GrilledSteezeSandwich said:


> Is that picture on the drive to Hunter..nice deal on that jacket..I have the Oakley Ultimate Shell..which I like..lots of features like a zipoff hood and lots of pockets..vents..Ipod hole..way steezier than the heli-hansons I used to rock..
> 
> I sort of wish they had jacket demos..it's hard to tell the right jacket in the store..



Good eye, yes that's Kaaterskill Falls


----------



## madskier6 (Jan 11, 2009)

MR. evil said:


> Good call, just got back from TJ Maxx. I scored a pretty sweet Spyder Team Venom jacket for $120. The original price was $300.



Good deal, Tim.  I'm not familiar with that particular jacket but lighter is definitely the way to go.  It gives you more flexibility to do layers based on the weather plus they're warmer by themselves than they used to be.

Which TJ's did you go to?  I gotta get my son a new jacket & they don't have much selection left at the West Springfield store (at least in his size).


----------



## Warp Daddy (Jan 11, 2009)

MR. evil said:


> Good call, just got back from TJ Maxx. I scored a pretty sweet Spyder Team Venom jacket for $120. The original price was $300.


 

Yeah-- TJ 's rocks !!

I  got a $500 Atomic shell for $199  for Xmas  gonna try it out tomorrow


----------



## riverc0il (Jan 12, 2009)

I was about to pipe in and suggest avoiding Spyder like the plauge but it looks like you already took the plunge. Hope you have better luck than I did... their Quality Control division has gone SERIOUSLY downhill.


----------



## andyzee (Jan 12, 2009)

riverc0il said:


> I was about to pipe in and suggest avoiding Spyder like the plauge but it looks like you already took the plunge. Hope you have better luck than I did... their Quality Control division has gone SERIOUSLY downhill.



I've had a couple of Spyders and no problems, but then again that was a couple of years ago.


----------



## MRGisevil (Jan 12, 2009)

madskier6 said:


> Good deal, Tim.  I'm not familiar with that particular jacket but lighter is definitely the way to go.  It gives you more flexibility to do layers based on the weather plus they're warmer by themselves than they used to be.
> 
> Which TJ's did you go to?  I gotta get my son a new jacket & they don't have much selection left at the West Springfield store (at least in his size).



The one in Westfield @ the shops (across from the new Home Depot). We're about 5 minutes down the road.


----------



## bigbog (Jan 13, 2009)

*....*

..just a personal observation,
Windproof-ability is a given need, but the lined jackets I've tried on in the past just don't seem to possess the breatheability that I get from having the warm fleece nearer to the wicking skin-layer with a larger "breathing-cavity" of air between fleece and the shell.
As to any definitive answer....beats me...
$.01


STeveD


----------



## Geoff (Jan 14, 2009)

I've been in shells for almost 20 years and don't own anything with insulation.  I vary the thickness of my polypro inner layer and polartec middle layer depending on the outside temperature.

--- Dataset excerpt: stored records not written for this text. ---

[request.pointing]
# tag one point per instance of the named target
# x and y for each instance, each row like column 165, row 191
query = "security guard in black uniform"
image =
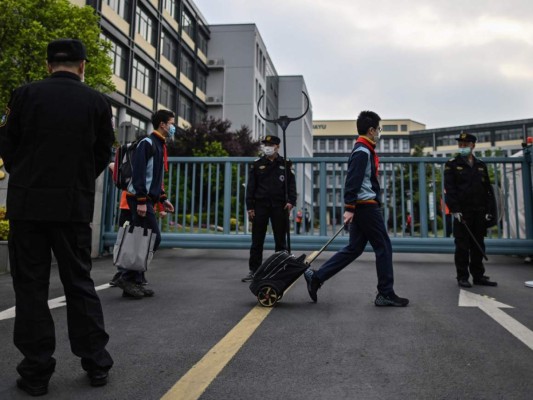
column 55, row 139
column 470, row 200
column 266, row 200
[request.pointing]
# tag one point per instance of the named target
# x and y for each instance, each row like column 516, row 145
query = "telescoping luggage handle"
column 311, row 257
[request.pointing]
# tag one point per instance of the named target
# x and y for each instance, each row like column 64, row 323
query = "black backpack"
column 122, row 173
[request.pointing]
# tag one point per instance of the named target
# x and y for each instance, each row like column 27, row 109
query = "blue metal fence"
column 210, row 211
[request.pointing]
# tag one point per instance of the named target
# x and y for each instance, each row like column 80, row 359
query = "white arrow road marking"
column 53, row 303
column 492, row 308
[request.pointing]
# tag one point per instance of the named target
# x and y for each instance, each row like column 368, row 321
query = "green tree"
column 27, row 26
column 200, row 136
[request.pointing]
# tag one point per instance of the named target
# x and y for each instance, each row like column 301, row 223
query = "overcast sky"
column 438, row 62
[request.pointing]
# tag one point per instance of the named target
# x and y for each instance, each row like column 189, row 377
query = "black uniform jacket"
column 266, row 183
column 467, row 188
column 55, row 142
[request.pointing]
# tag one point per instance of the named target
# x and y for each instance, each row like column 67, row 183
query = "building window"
column 167, row 94
column 509, row 134
column 200, row 116
column 169, row 47
column 201, row 81
column 202, row 43
column 187, row 66
column 390, row 128
column 187, row 24
column 144, row 25
column 170, row 7
column 142, row 78
column 139, row 124
column 119, row 59
column 483, row 137
column 185, row 110
column 121, row 7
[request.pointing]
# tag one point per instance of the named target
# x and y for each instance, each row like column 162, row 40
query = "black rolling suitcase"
column 280, row 271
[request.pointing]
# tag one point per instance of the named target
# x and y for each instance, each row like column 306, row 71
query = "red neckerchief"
column 165, row 154
column 370, row 145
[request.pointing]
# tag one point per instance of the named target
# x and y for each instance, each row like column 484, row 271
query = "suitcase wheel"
column 268, row 296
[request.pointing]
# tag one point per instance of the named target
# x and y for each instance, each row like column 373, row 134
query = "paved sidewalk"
column 343, row 347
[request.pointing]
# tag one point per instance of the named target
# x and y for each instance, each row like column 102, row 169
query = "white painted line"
column 52, row 303
column 492, row 307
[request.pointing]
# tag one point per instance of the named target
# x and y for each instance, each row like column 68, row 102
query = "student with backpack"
column 145, row 189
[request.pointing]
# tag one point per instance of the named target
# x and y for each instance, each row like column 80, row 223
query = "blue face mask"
column 171, row 131
column 465, row 151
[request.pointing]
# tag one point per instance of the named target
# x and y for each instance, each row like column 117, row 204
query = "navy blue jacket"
column 148, row 170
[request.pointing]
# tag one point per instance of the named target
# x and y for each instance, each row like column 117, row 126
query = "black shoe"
column 130, row 289
column 390, row 300
column 484, row 281
column 113, row 281
column 313, row 284
column 248, row 278
column 98, row 377
column 464, row 283
column 33, row 389
column 147, row 292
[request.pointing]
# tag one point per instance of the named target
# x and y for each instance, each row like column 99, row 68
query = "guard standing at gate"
column 266, row 200
column 55, row 139
column 469, row 197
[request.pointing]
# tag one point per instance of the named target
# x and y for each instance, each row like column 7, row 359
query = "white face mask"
column 269, row 150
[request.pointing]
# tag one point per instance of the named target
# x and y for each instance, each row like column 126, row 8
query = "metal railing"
column 208, row 194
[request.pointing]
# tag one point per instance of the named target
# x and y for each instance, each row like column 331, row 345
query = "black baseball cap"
column 466, row 137
column 269, row 139
column 66, row 50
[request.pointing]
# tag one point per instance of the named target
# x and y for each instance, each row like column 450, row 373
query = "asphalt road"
column 343, row 347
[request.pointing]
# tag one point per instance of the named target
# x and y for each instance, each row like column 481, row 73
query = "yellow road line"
column 199, row 377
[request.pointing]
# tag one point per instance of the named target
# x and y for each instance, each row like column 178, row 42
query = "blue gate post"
column 422, row 187
column 527, row 184
column 227, row 197
column 323, row 199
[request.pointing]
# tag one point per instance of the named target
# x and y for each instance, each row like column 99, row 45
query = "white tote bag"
column 134, row 248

My requirements for a shell:

A hood that fits over my helmet.  This is the ultimate thermal control.  On a cold lift ride, I pop up the hood.  It's also there for skiing in snow guns, powder, and sleet/freezing r@in/r@in.

Armpit zips.  Yet more thermal control.

A powder cuff at the waist and a system to keep the cuffs snug at your sleeves.

I have big brand loyalty to Gore Tex fabrics.  They are durable.  They are waterproof.  They breathe.


Edited:
Once you find what you want, eBay is your friend.  If you watch it for a few months, chances are that you will find exactly what you are looking for at a huge discount.  I bought a $500.00 Arc'Teryx softshell with this year's colors on eBay for $205.60 including shipping in December.


----------



## bigbog (Jan 27, 2009)

*..and in cold temps...*

During the months of colder temps a tighter/"Hard"-shell shell seems to stop the wind/outside-air much better for me than some softshells.  I picked up a Patagonia softshell on sale ~3-4 summers ago.  Seems to work well down to ~10F (that's with mid-fleece and a vest), but once in single digits and below...my Marmot hardshell is worth its weight in gold....in doing anything outside;-)
$.01


----------